Something warm and unexpected bloomed in my chest. Not pity or gratitude. A complicated emotion I couldn't immediately identify. The fact that Hawley, who barely tolerated me a week ago, had deliberately taken a punch in some misguided show of solidarity was both ridiculous and strangely touching.

I snickered. "Dummy."

Hawley's eyebrows rose slightly. He didn't defend himself or walk away. Instead, he remained by my bedside. A solid presence in the dimly lit room. His profile bore the evidence of his choice. A darkening bruise along his jaw that would match the ones hidden beneath my bandages.

I sighed. The medication made my tongue looser than usual. "Thank you."

The words carried more weight than they should. Hawley nodded once. But something in his gaze had changed. The distance he kept between himself and the world seemed thinner somehow. More permeable. Or maybe that was just the painkillers talking.

"Get some rest."

As he turned to leave, I found myself strangely reluctant to let him go. This strange, quiet moment between us felt significant. Like we'd crossed some invisible threshold. Not just colleagues forced together by circumstance. Something else. Partners, perhaps. Friends, maybe. Or something I didn't yet have a name for.

"Hawley."

He paused in the doorway. Looked back over his shoulder. The hallway light silhouetted him. Cast his profile in shadow.
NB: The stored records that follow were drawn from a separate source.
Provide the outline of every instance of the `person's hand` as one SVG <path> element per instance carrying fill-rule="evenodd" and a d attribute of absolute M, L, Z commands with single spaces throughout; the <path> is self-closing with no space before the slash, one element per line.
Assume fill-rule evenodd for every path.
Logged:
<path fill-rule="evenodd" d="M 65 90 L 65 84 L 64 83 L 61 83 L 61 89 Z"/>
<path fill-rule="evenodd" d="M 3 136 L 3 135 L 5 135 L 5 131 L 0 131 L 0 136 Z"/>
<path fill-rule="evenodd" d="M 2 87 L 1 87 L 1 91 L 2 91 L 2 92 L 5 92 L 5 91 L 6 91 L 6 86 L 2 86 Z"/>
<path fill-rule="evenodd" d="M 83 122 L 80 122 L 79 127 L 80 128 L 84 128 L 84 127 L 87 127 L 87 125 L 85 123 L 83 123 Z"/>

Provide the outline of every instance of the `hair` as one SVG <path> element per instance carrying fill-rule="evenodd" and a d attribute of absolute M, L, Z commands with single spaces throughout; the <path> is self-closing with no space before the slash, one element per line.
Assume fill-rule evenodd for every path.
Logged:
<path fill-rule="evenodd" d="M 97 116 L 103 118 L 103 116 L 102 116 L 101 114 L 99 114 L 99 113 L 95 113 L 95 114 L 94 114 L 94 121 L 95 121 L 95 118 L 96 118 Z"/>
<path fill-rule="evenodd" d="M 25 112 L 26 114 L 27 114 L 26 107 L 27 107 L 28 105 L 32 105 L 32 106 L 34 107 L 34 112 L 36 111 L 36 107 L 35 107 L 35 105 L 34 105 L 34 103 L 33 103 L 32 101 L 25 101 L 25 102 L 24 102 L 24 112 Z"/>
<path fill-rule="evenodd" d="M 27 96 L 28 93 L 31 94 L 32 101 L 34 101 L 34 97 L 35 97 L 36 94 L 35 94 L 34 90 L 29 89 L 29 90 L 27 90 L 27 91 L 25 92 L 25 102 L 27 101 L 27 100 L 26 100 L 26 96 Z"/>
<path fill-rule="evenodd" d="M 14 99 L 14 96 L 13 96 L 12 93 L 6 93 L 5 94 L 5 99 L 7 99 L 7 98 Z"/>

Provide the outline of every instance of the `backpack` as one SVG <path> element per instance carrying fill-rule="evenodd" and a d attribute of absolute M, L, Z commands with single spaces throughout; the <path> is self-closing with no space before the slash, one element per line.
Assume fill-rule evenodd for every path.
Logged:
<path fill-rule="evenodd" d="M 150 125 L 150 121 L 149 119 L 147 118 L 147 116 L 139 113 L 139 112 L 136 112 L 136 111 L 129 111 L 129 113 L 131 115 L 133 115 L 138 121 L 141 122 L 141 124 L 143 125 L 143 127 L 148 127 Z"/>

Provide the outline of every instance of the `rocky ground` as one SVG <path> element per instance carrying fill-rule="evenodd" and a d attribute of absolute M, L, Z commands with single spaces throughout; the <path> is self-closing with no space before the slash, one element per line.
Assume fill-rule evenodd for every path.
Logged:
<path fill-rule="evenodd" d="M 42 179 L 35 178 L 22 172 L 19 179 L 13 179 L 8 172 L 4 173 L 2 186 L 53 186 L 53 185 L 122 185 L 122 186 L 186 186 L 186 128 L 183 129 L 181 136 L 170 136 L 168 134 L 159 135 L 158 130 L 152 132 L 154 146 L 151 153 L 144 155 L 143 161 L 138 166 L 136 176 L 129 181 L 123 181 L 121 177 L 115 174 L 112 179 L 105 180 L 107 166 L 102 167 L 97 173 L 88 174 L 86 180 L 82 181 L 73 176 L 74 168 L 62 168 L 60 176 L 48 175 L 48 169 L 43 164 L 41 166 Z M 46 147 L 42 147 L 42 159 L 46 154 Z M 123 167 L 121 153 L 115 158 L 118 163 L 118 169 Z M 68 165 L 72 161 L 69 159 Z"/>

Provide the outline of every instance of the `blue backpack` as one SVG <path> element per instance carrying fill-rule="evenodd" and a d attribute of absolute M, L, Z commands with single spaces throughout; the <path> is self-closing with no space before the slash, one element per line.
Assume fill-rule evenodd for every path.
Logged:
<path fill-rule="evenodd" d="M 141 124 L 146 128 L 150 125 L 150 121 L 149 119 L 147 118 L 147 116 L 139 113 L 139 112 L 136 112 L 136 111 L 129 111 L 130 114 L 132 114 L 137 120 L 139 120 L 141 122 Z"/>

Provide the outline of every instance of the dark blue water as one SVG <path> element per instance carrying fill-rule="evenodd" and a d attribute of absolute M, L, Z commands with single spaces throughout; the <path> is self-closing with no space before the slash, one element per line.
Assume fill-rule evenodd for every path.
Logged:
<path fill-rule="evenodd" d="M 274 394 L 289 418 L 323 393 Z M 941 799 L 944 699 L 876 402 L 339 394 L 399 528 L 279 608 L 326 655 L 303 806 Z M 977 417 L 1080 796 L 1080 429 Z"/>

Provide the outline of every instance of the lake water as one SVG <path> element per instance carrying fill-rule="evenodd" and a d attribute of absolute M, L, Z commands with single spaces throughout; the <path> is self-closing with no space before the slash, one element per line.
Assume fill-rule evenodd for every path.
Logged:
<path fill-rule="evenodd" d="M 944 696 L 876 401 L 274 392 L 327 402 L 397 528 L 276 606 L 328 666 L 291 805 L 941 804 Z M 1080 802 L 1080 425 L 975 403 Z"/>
"You're not what they say you are."

He was still for a long moment. "Neither are you," came so quietly I almost missed it.

Then he was gone. Pulled the door mostly closed behind him. I stared at the ceiling. Hyperaware of Hawley's presence on the other side of the wall.

Something just changed.

Like tectonic plates settling into a new, precarious alignment. The ground beneath us had shifted, and I wasn't sure what that meant for tomorrow, or the day after.

I listened to the soft sounds of Hawley navigating the apartment. Water running in the kitchen. The quiet click of a lamp being turned off. Domestic sounds that shouldn't have been comforting but somehow were. My eyelids grew heavier with each passing moment. The medication pulling me toward sleep.

The last thing I remembered before drifting off was the strange realization that I felt safe here. In this too-small government-issued apartment with a man I barely knew. A man who had taken a punch for me. A man whose palms could be gentle despite everything his reputation suggested.

A man who had seen me at my most vulnerable and hadn't looked away.

My thoughts grew increasingly disjointed as fatigue took over. The ache in my ribs had dulled to a distant throb. The memory of Hawley's deliberate contact followed me down into darkness as I finally surrendered to sleep.

Chapter 17: Daniel

Ryan

I inhaled until my ribs protested. Still healing. Still bitching about that rooftop rescue three weeks back. Worth it, though. Min was safe, tucked away with his mother under proper protection. And Toronto had finally remembered it was supposed to be spring.